7) Currently the descriptions of the chains are lost by Boltz so opening the predicted structure only knows the chain identifiers.  Would be great to get the chain descriptions into the mmcif.  Could make a Boltz pull request that does this.  Could probably easily but the descriptions into the input yaml file which would be ignored by Boltz, but ChimeraX could use them.
8) Allow choosing chain ids for a prediction.  Currently they are automatically assigned.  But the user may want to match another structures chain ids.
9) Torch warns about setting matrix multiplication floating point mode for using tensor cores with an Nvidia gpu is available.  Apparently this can speed up matrix multiplications many fold.  Test if this speeds up predictions without degrading prediction quality, for instance, using 16-bit float.
10) Profile Boltz with torch memory profiler to identify high memory use part and see if Boltz can be made more memory efficient to allow larger predictions, e.g. by switching from float32 to float16 for biggest tensors, or from assigning those big memory hog layers to the CPU even when GPU is available if the prediction is sufficiently large.  Ticket #17555.

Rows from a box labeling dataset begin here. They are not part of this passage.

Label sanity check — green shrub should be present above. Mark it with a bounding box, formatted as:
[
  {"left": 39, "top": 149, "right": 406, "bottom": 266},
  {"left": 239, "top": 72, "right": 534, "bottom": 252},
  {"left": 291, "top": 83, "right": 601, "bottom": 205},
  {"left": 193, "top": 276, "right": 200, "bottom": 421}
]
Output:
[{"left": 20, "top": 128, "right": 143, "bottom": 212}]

11) Figure out if there are any speed optimizations for Torch / Boltz on Intel CPUs on Windows.  Not too likely, but this platform is really slow.
12) Make installing Torch with CUDA an option, or maybe better do it automatically if we detect nvidia graphics.  Can probably just look at the OpenGL driver version in ChimeraX to look for Nvidia.
13) Allow setting up multiple predictions and queueing them to run one at a time.  The history panel proposed in item (6) could list the queued jobs and say whether the are still waiting to run and allow you to select which one to run next overriding the submission order.
14) Allow specifying bonds between ligands and proteins, or maybe between any two molecular components.
15) Enable setting up all-by-all protein dimer predictions.  Would work like the current "alphafold dimers" command, might even just be an enhancement to that command.
16) Enable setting up runs of a protein or complex against a series of N ligands, like what we did with the macromethods course in January 2025 running all FDA compounds against virus targets.